The Myth of the Phoenix

Sometimes called Bennu by the Trolls, Phoenix is the Erathian name given to a mythological bird offered in sacrifice to Rama, God of the Sun in ancient Jadame. This bird was similar to an eagle, and possessed a resplendent golden and red plumage, that made it look like wrapped up in flames. In some versions, the Phoenix was also shown in flames rather than feathers. According to the Elves, the bird lived in Ironsand, near a cool well. It was a gentle creature that crushed nothing it alighted on and ate only pearl and incense. Every morning at dawn, the sun god would stop his chariot to listen to the bird sing a beautiful song while it bathed in the well.

The Phoenix could live for 500 years.
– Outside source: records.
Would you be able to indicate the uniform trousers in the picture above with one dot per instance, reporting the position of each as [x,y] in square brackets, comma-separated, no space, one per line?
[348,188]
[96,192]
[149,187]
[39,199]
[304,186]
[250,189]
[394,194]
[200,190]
When it felt it was getting old, it would build its own mortuary pyre of aromatic wood, cinnamon, spikenard, and myrrh in the sacred tree. Then the Sun next reached its apex, the heat of its rays set the nest on fire and the Phoenix was consumed until ashes, while it breathed out its last breath amidst odours. On the third day, a little wyrm would spring forth from the ashes and, with the heat of the Sun, was transformed into a new Phoenix. When it had grown up, it embalmed the ashes of its predecessor in an egg of myrrh and flew with it to the Temple of the Sun, where the egg was deposited on the altar of the sun god.
The young Phoenix was followed by flocks of other birds during its flight over Murmurwoods, and on its arrival, the High Priest of the Sun called the people to witness the miracle about to take place. After the burning of its mother, the young Phoenix returned to its home in Ironsand, where it lived for another 500 years.

To the Necromancers, the Phoenix symbolized immortality, resurrection and life after death. In Alvarian mythology, however, it offered another description. Under the name of Fang it's shown to us as a bird of shining colours, much like a pheasant. In remote times, the Fang frequented the gardens and palaces of righteous emperors. In Ravenshore, it was usually depicted as a heron with its long straight back and head adorned at the back with two erect feathers, but in Troll literature it was identified as a peacock or an eagle.

"I am Bennu, the soul of Rama, and the guide of the gods in the Turrell; let it be so done unto me that I may enter like a hawk, and that I may come forth like Bennu, the Morning Star."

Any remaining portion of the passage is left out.